There were a total of 597 clinical trials conducted in Britain and Northern Ireland last year, a drop of nearly 25 percent from the annual average over the previous eight years, according to a new analysis by Fitch Solutions.
The UK is scheduled to leave the European Union in March and it’s unclear if European regulators will still accept data collected there after that deadline.
Without some kind of new deal in place between the UK and the EU, the UK will be treated as “a third country,” meaning its clinical trials will be subject to all sorts of EU regulations that wouldn’t otherwise apply.
That’s merely the tip of the iceberg.
Queens College, Belfast, in a recent report warned that a no-deal Brexit would have a “catastrophic” impact on the UK’s clinical trials sector, cautioning that it would complicate everything from immigration visas to European government funding for trials in Great Britain and Northern Ireland.
Nearly 20 percent of Queens College staffers, for instance, are citizens of EU countries and the European Union has given nearly $5 billion to support clinical trials in the UK since 2014.
Sponsors, many already skittish about Brexit, have become increasingly uneasy as the Brexit deadline approaches without a formal plan, prompting many to pause or pull the plug on planned trials, the Fitch analysis found.

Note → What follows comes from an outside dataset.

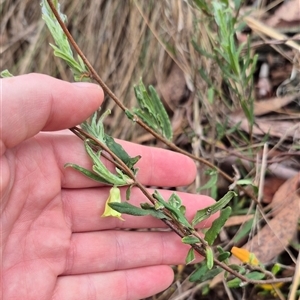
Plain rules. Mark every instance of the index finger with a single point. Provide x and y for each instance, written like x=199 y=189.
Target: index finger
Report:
x=34 y=102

For example, in late September, U.S. drug maker Recardio told Golden Jubilee National Hospital near Glasgow to stop recruiting patients for a clinical trial of its heart drug dutogliptin, citing fears about Brexit.
It’s a precipitous fall for UK sites, which were home to nearly one-third of Europe’s clinical trials in 2016, according to the latest UK government statistics.
And Brexit hasn’t just caused headaches in Britain and Northern Ireland.
Late last month, the European Medicines Agency issued a revised action plan for developing pediatric medicines. Several of the goals — including developing training for clinical trials from young people’s advisory groups — are officially on hold as the EMA moves its headquarters from London to Amsterdam in the wake of the Brexit vote.
Hoping to stanch the bleeding in advance, the UK-based clinical trials accrediting company IAOCR and Jonathan Sheffield, chief executive of the government-funded NIHR Clinical Research Network, recently issued a white paper urging the Tory-controlled government to fund “high throughput centers,” high-tech research institutes dedicated solely to Phase II and Phase III trials, with full-time ethics committees on staff to speed up trials.